Deutlich wird das Beharrungsmoment im Zusammenhang mit den Lernplattformen. Hier geht es eigentlich nicht um das Lernen, sondern um die Verwaltung der Lehre. Strukturen wie fester Klassenverband und die strenge zeitliche Taktung werden beibehalten und damit Lernpotenziale, die sich aus der Struktur des offenen World Wide Webs ergeben, nicht genutzt. Prominentes Beispiel der vergangenen Jahre waren die als „digitale Bildungsrevolution“ vermarkteten Massive Open Online Courses (MOOCs), die sich stark an den Formaten Seminar und Vorlesung anlehnten. Dagegen stehen Lernformen, die das Internet ernst nehmen und dies didaktisch berücksichtigen. Ein Beispiel ist der OpenCourse 2011, der auf vernetztes Lernen setzte und dazu die verschiedenen Werkzeuge (Twitter, Blogs, RSS-Feeds) nutzte. Es blieb jedoch bei ein- bis zweimaligen Experimenten, die eher an der Peripherie der Hochschule liefen und sich kaum auf den Kern der Lehre auswirkten.
So bleibt E-Learning nur ein Zusatz, der die analog gedachte Lehre unterstützt. Dafür gibt es seit vielen Jahren Werkzeuge und „Tools“, die das Lernen mit digitalen Elementen wie Animationen oder kleinen Quizze anreichern. Es ist eine Baukastenlogik, die dahintersteckt und suggeriert, dass es für jedes Problem auch eine (technische) Lösung gibt.

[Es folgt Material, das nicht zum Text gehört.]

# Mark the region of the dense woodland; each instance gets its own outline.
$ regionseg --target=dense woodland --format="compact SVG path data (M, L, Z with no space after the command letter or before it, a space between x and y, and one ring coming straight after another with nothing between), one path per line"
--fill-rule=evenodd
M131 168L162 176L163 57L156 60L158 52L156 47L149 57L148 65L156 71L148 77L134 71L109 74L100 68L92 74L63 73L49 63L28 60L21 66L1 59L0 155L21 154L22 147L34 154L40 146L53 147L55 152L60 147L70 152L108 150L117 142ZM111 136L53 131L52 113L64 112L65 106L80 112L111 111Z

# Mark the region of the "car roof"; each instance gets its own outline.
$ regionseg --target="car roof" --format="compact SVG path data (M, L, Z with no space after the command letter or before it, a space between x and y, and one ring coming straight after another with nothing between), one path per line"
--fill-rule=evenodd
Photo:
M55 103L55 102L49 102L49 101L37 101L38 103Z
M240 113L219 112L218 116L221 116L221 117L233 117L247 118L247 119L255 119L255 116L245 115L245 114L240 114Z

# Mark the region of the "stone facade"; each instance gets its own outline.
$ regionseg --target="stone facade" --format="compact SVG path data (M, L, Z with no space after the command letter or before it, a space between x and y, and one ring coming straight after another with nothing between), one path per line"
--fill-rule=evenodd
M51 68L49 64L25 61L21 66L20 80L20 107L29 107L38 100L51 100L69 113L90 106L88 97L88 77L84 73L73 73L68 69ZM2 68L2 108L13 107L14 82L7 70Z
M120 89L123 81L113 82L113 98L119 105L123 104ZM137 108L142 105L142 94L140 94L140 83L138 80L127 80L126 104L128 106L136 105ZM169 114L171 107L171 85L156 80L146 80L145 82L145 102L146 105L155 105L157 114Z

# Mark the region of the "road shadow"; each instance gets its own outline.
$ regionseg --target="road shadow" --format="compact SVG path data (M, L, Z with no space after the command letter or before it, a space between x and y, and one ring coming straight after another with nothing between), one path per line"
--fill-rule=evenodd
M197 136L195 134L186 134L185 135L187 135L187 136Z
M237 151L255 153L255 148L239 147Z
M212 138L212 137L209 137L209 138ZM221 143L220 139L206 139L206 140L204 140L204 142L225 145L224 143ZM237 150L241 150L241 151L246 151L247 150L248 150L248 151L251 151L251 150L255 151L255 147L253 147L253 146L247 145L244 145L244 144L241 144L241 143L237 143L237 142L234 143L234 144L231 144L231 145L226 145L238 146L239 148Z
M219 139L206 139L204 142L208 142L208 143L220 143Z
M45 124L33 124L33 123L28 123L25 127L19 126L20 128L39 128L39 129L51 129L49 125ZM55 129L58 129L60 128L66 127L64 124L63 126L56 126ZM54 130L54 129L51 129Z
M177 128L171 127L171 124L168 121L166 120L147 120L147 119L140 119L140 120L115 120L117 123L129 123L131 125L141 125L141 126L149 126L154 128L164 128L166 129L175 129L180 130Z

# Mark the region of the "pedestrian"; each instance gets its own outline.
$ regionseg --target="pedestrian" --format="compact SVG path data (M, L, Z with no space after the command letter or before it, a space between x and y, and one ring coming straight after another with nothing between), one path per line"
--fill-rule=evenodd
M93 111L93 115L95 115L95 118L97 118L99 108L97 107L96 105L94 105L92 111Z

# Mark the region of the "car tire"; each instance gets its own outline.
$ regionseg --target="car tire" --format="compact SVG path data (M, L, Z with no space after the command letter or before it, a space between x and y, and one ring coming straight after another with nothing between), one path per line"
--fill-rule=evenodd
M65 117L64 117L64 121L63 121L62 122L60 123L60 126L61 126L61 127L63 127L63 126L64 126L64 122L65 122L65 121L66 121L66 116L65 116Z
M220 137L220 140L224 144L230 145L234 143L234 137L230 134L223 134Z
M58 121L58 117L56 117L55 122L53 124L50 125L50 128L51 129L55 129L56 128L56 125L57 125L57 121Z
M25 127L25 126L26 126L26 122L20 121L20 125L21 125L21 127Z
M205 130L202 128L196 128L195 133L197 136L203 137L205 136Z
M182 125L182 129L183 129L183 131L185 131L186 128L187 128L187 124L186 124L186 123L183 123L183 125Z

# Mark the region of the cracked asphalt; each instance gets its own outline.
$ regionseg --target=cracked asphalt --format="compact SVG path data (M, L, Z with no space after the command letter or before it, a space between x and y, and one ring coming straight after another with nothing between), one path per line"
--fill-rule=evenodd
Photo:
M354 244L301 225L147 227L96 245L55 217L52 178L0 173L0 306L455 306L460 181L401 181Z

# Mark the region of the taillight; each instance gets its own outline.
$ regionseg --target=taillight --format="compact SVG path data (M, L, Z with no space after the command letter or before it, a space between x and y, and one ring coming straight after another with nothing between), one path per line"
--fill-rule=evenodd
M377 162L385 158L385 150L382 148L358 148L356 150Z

„Die große Bedeutung von Medien für Bildung erschöpft sich nicht in der Verwendung von iPads, Lernapps und Lernplattformen, sondern geht auch auf die Bedeutung von Medien für unser Welt- und Selbstbild ein.“

Wenn - hoffentlich bald - in der Nach-Corona-Zeit die Lehre wieder regulär an den Hochschulen weitergeht, wird es auch wieder ein Zurück in die vordigitale Zeit geben. Es ist dann nicht mehr notwendig, soziale Präsenz durch E-Learning zu ersetzen. Aber notwendig wird sein, sich grundsätzlich über Medien und deren Möglichkeiten Gedanken zu machen. Dafür ist die aktuelle Zeit ein guter „Testlauf“, weil erkennbar wird, was gut und was weniger gut funktioniert und was es braucht, um digitale Bildung wirklich nachhaltig an Hochschulen zu verankern.